If you’re a pet-owning pot smoker, you’ve likely gotten high enough to wonder how cool it would be to talk to your dog or cat. In this anti-cannabis ad from Above The Influence, that thought is actualized in the form of a dog who is outspokenly disappointed about its owner’s cannabis use. Lindsay, the pot-smoking teenager featured in this commercial, must have some seriously strong shit. As she goes to grab a soda from the refrigerator, her dog jumps onto the counter and goes into a verbal diatribe about how cannabis has changed her as a person. Understandably, Lindsay seems freaked out by the fact that her dog is speaking to her. Many stoners, however, would gladly take whatever she’s smoking so they too can conversate with their furry friends.
Couch… Pancake Commercial
Perhaps the most legendary drug awareness commercial among millennials, the images of the flattened pot smoker glued to the couch are etched into the history books of ridiculous anti-pot programming. The premise of this Above The Influence ad is simple: two friends sit in a dingy living room that is overwrought with awkward silence.
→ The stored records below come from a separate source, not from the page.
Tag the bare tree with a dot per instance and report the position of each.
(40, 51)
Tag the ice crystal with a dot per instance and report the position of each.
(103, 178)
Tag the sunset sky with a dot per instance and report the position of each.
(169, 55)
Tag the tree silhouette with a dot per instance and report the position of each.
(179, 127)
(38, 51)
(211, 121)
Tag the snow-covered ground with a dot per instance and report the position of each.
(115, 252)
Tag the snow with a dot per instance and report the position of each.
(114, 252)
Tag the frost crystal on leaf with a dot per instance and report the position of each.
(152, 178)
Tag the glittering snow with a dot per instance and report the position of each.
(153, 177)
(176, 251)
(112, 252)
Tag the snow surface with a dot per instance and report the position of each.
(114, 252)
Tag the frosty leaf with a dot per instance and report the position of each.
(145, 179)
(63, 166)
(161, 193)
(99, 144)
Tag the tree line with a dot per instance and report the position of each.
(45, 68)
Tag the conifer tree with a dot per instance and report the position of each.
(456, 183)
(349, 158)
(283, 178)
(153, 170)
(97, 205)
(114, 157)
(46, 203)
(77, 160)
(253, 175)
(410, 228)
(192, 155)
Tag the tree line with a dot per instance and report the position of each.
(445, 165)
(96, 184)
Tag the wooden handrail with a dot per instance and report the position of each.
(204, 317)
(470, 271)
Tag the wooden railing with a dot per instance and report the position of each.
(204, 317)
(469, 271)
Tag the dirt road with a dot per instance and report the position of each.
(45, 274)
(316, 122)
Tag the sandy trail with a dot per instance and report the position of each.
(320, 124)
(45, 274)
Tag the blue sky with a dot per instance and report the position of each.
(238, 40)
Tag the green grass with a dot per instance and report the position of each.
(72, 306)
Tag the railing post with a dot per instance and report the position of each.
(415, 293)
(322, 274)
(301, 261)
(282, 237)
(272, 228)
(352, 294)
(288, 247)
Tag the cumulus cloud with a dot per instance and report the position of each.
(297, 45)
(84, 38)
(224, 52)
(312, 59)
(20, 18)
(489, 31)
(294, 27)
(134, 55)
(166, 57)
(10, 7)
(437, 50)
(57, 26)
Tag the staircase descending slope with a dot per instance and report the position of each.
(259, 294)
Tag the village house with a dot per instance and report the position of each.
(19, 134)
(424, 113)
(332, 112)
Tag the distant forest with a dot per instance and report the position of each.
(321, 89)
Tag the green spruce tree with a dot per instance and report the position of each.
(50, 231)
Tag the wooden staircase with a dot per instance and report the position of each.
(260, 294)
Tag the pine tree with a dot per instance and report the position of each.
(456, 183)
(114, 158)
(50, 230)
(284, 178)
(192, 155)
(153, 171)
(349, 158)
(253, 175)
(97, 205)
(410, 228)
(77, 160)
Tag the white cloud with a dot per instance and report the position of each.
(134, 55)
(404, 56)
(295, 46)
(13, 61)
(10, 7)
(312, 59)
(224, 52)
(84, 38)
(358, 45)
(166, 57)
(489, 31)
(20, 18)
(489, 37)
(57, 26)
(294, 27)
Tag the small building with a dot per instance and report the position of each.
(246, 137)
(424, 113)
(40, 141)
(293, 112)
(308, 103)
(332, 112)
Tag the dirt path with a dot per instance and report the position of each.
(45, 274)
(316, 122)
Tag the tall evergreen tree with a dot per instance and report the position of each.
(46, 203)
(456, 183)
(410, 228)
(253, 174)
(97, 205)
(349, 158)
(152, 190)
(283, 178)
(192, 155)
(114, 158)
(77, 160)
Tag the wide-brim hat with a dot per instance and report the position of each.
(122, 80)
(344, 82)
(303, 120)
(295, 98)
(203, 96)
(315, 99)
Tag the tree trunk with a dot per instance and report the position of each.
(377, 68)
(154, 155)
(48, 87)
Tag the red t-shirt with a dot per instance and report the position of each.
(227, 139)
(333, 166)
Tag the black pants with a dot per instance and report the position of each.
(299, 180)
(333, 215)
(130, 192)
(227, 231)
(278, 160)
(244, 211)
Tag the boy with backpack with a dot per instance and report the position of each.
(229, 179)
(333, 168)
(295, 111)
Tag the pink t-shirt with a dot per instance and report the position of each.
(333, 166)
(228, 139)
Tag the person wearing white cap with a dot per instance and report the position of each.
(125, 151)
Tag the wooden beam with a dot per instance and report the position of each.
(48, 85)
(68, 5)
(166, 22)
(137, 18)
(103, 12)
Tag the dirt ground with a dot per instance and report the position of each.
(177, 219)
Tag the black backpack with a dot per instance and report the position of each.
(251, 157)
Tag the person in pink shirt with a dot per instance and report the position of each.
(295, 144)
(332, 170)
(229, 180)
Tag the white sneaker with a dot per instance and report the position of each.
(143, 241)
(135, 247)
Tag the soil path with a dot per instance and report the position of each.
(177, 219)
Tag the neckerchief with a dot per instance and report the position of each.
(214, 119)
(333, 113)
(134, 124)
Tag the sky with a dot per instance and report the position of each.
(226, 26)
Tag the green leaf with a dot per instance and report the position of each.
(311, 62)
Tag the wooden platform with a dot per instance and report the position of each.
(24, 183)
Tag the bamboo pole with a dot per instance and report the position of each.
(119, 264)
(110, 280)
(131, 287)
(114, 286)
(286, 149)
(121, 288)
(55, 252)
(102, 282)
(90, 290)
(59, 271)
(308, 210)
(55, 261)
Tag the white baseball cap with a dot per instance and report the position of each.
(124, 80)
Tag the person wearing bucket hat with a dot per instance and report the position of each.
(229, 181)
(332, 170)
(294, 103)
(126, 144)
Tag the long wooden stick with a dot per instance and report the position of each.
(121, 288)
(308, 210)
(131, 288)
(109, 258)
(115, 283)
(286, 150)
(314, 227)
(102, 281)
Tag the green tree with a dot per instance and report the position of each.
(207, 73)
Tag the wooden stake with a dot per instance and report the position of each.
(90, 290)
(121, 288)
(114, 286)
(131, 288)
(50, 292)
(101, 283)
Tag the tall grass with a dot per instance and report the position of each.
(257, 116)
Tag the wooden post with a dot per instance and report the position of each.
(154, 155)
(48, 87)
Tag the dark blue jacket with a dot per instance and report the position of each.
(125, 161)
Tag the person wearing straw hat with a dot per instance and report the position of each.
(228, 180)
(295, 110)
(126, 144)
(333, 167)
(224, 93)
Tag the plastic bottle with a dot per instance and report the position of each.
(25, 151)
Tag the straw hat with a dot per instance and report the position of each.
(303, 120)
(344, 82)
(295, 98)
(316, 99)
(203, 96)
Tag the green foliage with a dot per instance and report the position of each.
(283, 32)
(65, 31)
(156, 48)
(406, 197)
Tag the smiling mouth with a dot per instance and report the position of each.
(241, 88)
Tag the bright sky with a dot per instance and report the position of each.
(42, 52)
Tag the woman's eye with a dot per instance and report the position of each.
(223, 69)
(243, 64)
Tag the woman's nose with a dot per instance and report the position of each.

A narrator asks the sober friend what’s wrong with their stoned friend, who for some reason is completely flattened out and unable to move anything aside from her eyes. I don’t know about you, but if my friend suddenly turned into a deflated sack of skin, I’d probably call a doctor… This advert takes a unique twist on the couch potato stereotype, instead turning a teenage pot smoker into a couch pancake.